Re: SustainableHappiness Journal

Posted: Wed Nov 07, 2018 8:36 pm
by suomalainen
SustainableHappiness wrote:
Wed Nov 07, 2018 7:39 pm
I’ve also been tracking our kid-related expenses fairly closely, so I look forward to having that as a talking point when people start yammering about how expensive kids are.
My standard thought when new parents yammer about other parents: wait ten years or so until the baby becomes a kid or wait for two more kids or both. THEN you'll have something to talk about.

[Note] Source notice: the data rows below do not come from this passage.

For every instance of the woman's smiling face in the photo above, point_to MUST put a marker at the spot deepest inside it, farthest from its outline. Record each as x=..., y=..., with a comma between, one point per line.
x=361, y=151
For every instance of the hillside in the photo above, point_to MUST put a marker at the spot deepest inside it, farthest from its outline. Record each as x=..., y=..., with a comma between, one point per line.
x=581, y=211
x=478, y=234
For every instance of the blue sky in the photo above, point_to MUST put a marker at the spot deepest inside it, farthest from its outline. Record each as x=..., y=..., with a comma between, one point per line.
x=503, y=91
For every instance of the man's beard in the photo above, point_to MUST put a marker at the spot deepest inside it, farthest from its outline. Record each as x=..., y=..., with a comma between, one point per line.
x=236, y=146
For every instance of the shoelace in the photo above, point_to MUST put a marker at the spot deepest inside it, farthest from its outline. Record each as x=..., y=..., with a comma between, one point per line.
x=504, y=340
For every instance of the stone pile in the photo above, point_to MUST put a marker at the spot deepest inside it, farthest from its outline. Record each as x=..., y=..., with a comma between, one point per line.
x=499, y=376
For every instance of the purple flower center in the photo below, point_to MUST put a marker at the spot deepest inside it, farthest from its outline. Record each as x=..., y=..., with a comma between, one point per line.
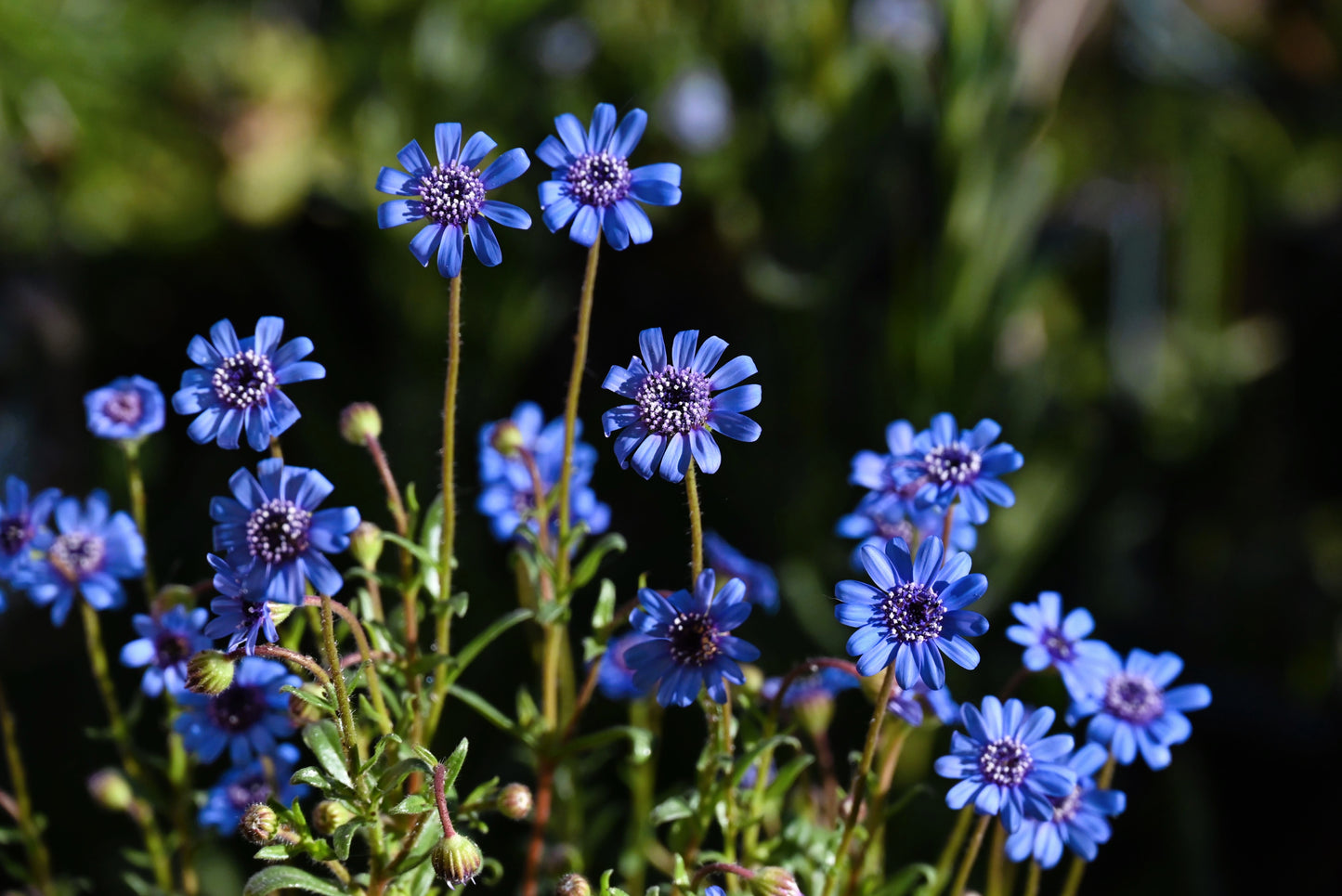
x=694, y=639
x=278, y=531
x=1133, y=697
x=451, y=193
x=77, y=555
x=913, y=612
x=1006, y=762
x=599, y=178
x=953, y=463
x=674, y=401
x=244, y=380
x=238, y=708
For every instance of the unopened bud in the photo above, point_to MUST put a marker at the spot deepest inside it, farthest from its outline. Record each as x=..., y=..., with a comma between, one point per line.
x=358, y=422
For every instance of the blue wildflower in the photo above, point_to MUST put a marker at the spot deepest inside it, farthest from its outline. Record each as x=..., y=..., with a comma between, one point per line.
x=592, y=181
x=674, y=413
x=273, y=521
x=1007, y=765
x=125, y=408
x=762, y=584
x=244, y=786
x=690, y=645
x=914, y=615
x=247, y=718
x=450, y=195
x=93, y=552
x=238, y=383
x=1078, y=818
x=165, y=644
x=1136, y=709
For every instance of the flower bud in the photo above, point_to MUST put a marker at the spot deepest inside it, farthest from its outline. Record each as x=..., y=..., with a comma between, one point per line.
x=457, y=860
x=210, y=672
x=358, y=422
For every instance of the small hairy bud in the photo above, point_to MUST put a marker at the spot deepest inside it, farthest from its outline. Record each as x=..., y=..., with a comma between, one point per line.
x=515, y=801
x=210, y=672
x=457, y=860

Re: SustainableHappiness Journal

Posted: Wed Nov 07, 2018 9:11 pm
by classical_Liberal
...

Re: SustainableHappiness Journal

Posted: Wed Nov 07, 2018 9:32 pm
by SustainableHappiness
Ah damnit Suomalainen. You caught me in a very short-sighted frame of mind. Thank you for the dose of perspective even though it made me feel like an asshole.

@CL. Thanks! She started a business as a doula (a labour coach). Not currently explicitly using her RN licence, but has potential to turn it into a independent nursing practice in the future. The guidelines for RN licencing are so vague here, she is basically doing what community nurses for at-risk new parents do just without the backing of a Public Health institution, so I think she could back that up if it came down to it. She is still paying all her dues and stuff to stay practicing. Also, I will say, she is a lot more worried about it than I am because no lawyer or the nurses association will give her a straightforward answer (i.e. a yes, that counts).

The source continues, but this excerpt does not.